Das mukoepidermoide Karzinom ist der häufigste maligne Tumor der Speicheldrüsen und macht 30-35% aller Speicheldrüsenmalignome aus. Es tritt am häufigsten in der Glandula parotis auf, kann aber auch in der Glandula submandibularis und den kleinen Speicheldrüsen (Gaumen am häufigsten) entstehen. Histologisch besteht es aus muzinösen (muzinsezernierenden), epidermoiden (squamösen) und intermediären Zelltypen. Es wird in drei histologische Grade unterteilt: niedrig, intermediär und hoch; die Prognose hängt weitgehend vom histologischen Grad ab. Niedriggradige Tumoren sind im Allgemeinen gut abgrenzbar, zystisch-dominant mit exzellenter Prognose (95%+ 5-Jahres-Überleben). Hochgradige Tumoren sind solid, aggressiv, mit irregulären Rändern und können in Lymphknoten und ferne Stellen metastasieren. Die Spitzeninzidenz liegt im mittleren Alter (40-60), mit gleicher Häufigkeit bei Männern und Frauen. Es ist das häufigste Speicheldrüsenmalignom im Kindesalter. Strahlenexposition ist ein Risikofaktor.
Altersbereich
20-70
Häufigkeitsalter
45
Geschlecht
Weiblich dominant
Prävalenz
Selten
Die Bildgebungsbefunde des mukoepidermoiden Karzinoms basieren auf der histologischen Zusammensetzung und dem Grad des Tumors. Bei niedriggradigen Tumoren erzeugt die Vorherrschaft muzinöser Zellen muzingefüllte zystische Kavitäten; diese Kavitäten erscheinen als zystische Komponenten in der Bildgebung und können benigne zystische Läsionen imitieren. Muzinöser Inhalt zeigt aufgrund seiner proteinösen Natur ein hyperintenses Signal in T1 und ein hyperintenses Signal in T2. Bei hochgradigen Tumoren erzeugt die Vorherrschaft von epidermoiden und intermediären Zellen eine solide, aggressive Raumforderung; die zelluläre Dichte manifestiert sich mit Diffusionsrestriktion und niedrigen ADC-Werten. Das Fehlen oder die Invasion der Kapsel spiegelt sich als irreguläre Ränder und Infiltration umgebender Strukturen wider.

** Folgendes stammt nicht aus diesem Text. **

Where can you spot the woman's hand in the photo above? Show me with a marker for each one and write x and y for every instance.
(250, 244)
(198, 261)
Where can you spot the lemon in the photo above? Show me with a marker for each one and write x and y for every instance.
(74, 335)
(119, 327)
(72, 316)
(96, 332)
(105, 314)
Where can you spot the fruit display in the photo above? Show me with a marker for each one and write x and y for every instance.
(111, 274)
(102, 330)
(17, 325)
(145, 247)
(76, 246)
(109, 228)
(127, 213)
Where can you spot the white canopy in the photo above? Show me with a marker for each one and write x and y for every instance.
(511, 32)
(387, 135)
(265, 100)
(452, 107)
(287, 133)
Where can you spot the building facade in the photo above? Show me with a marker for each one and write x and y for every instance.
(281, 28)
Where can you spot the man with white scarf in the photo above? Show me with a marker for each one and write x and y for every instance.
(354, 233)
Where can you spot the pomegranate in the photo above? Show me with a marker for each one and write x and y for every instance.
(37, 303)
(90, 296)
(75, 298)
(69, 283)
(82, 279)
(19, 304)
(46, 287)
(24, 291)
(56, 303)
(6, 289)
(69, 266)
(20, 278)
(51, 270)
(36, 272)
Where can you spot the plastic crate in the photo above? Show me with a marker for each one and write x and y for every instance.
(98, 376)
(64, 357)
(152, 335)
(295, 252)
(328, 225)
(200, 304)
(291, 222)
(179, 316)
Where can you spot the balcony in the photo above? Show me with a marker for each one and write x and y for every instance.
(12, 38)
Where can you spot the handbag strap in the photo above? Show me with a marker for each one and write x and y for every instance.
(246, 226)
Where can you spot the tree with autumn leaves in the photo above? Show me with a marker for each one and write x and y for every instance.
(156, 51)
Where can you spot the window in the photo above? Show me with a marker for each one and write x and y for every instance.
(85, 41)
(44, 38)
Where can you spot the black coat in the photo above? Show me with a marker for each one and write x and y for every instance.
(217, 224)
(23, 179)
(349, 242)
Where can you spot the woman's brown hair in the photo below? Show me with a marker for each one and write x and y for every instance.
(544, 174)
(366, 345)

Die vaskuläre Architektur des Tumors bestimmt das heterogene Anreicherungsmuster: niedriggradige Tumoren zeigen eine leichte Anreicherung dünner zystischer Wände, während hochgradige Tumoren aggressive Neovaskularisation und prominente heterogene Anreicherung zeigen. MAML2-Genfusion wird als diagnostischer molekularer Marker verwendet.
Das am meisten unterscheidende Bildgebungsmerkmal des mukoepidermoiden Karzinoms ist die T1-Hyperintensität der muzinösen Flüssigkeit in zystischen Komponenten. Dieser Befund ist kritisch für die Unterscheidung von einfachen Zysten (T1 hypointens) und anderen zystischen Speicheldrüsenläsionen. Zusätzlich kann das den histologischen Grad des Tumors widerspiegelnde zystisch-solide Spektrum (niedriggradig = zystisch-dominant, hochgradig = solid-dominant) mittels Bildgebung beurteilt werden.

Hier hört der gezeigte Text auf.